KOMPAS.com - Dalam kondisi kesulitan keuangan, masyarakat kadang gegabah dalam memanfaatkan jasa pinjaman online atau biasa disebut pinjol.
Jasa pinjol saat ini bahkan kian marak di masa pandemi Covid-19. Syaratnya yang mudah untuk mendapatkan pinjaman menjadi salah satu alasan masyarakat menggunakan jasa ini.
Namun siapa sangka bahwa tak semua pinjol terdaftar pada Otoritas Jasa Keuangan (OJK).
Dalam acara Kuliah Tamu Literasi Perbankan Program Vokasi niversitas Katolik Parahyangan (Unpar) bertema 'Hindari Pinjaman Ilegal' memberikan informasi kepada mahasiswa terkait seluk belum pinjol ilegal.
Jasa pinjaman online meningkat saat pandemi
Program vokasi menghadirkan narasumber Kepala Sub Bagian Edukasi dan Perlindungan Konsumen OJK, Kantor Regional 2 Jawa Barat, Teguh Dinurahayu.
"Ada sisi baik dan sisi buruk dari pinjaman online. Banyak kabar miring yang didengar dari pinjol. OJK berfungsi untuk mengatur dan mengawasi perbankan, pasar modal, dan Industri Keuangan Non-Bank (IKNB). Salah satunya yaitu financial techonolgy termasuk pinjaman online," tutur Teguh seperti dikutip dari laman Unpar, Sabtu (10/7/2021).

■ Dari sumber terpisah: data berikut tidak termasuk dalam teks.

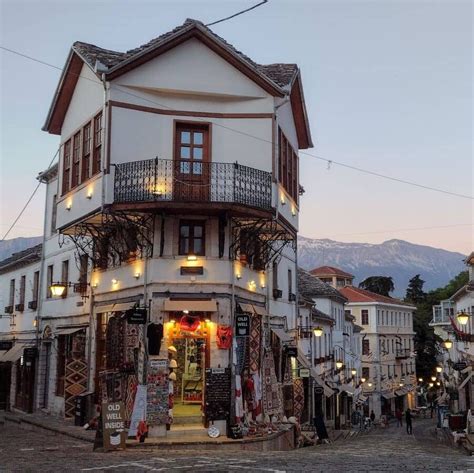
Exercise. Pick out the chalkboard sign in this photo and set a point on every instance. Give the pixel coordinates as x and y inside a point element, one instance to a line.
<point>218,393</point>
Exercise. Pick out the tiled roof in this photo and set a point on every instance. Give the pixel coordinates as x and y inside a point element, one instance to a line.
<point>310,286</point>
<point>22,258</point>
<point>330,271</point>
<point>355,294</point>
<point>281,74</point>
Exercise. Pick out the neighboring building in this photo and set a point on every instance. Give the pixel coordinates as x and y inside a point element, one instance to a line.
<point>323,306</point>
<point>457,362</point>
<point>334,276</point>
<point>163,202</point>
<point>19,296</point>
<point>387,349</point>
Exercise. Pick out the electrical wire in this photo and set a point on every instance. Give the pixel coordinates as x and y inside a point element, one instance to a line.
<point>237,14</point>
<point>329,162</point>
<point>28,201</point>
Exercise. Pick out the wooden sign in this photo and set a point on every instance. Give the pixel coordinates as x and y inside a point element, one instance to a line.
<point>137,316</point>
<point>218,393</point>
<point>242,325</point>
<point>113,425</point>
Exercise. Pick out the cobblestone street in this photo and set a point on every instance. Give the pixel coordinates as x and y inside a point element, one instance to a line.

Teguh mengungkapkan, tren peningkatakan fintech lending sangat tinggi terutama pada era digital dan makin marak penawaran saat kondisi pandemi Covid-19.
OJK temukan ribuan pinjaman online ilegal
Layanan jasa keuangan yang mempertemukan lender dengan borrower melalui aplikasi pun kian marak.
Teguh mengatakan, Peer to Peer Lending (P2P Lending) dimana pemberi modal (lender) akan mendapatkan keuntungan berdasarkan bunga yang dibayarkan pengguna pinjaman dalam jangka waktu tertentu kepada pengguna modal (borrower) melalui penyelenggara PSP Lending.
"Usia mayoritas borrower 70,07 persen berkisar 19-34 tahun dengan akumulasi pinjaman per Maret 2020 yaitu Rp 14,79 triliun," katanya.
Teguh menerangkan, Satgas Waspada Investasu (SWI) menemukan fintech lending illegal hingga April 2020 sebanyak 2.486. Selain itu SWI juga menghentikan 18 kegiatan usaha yang diduga tidak memiliki izin resmi dari otoritas berwenang dan berpotensi merugikan masyarakat.
Ciri-ciri pinjaman online ilegal
Teguh menekankan agar masyarakat dan mahasiswa mengenali 7 ciri pinjol ilegal, yakni:
1. Modus pinjol kerap melakukan penawaran spam SMS.
2. Fee sangat tinggi bisa sampai 40 persen dari total pinjaman.
3. Suku bunga dan denda sangat tinggi, 1-4 persen per hari.
4. Jangka waktu pelunasan sangat singkat dan tidak sesuai dengan kesepakatan.
5. Selalu meminta kontak, foto, video yang akan digunakan untuk meneror pemimjam jika gagal bayar.
6. Melakukan penagihan tidak beretika berupa terror, intimidasi, dan pelecehan.
7. Tidak memiliki layanan pengaduan dan identitas kantor yang jelas.
"Intinya pelaku fintech ilegal tidak memiliki izin resmi dari OJK. Peminjaman sangat sangat mudah, enggak ada pengurus, bunga tidak jelas atau transparan," urai Teguh.
Hasil polling, 13 persen mahasiswa pernah ajukan ke pinjol
Selain itu, total biaya pinjaman tidak terbatas. Sedangkan fintech legal dibatasi 0,05-0,8 persen per hari. Akses hanya sebatas lokasi, kamera, dan mikrofon. Serta maksimum pengembalian (termasuk denda) 100 persen dari pokok pinjaman.
Dalam acara tersebut, dosen pengampu mata kuliah Literasi Perbankan Unpar Lilian Danil melakukan polling atau survei mengenai pengetahuan, pengalaman, dan tindakan mahasiswa tentang pinjol.
Hasil pollingnya menunjukkan bahwa 83 persen mengetahui pinjol, 13 persen mahasiswa sudah pernah mengajukan pinjol, dan 21 persen mahasiswa ingin mengajukan pinjol di masa yang akan datang.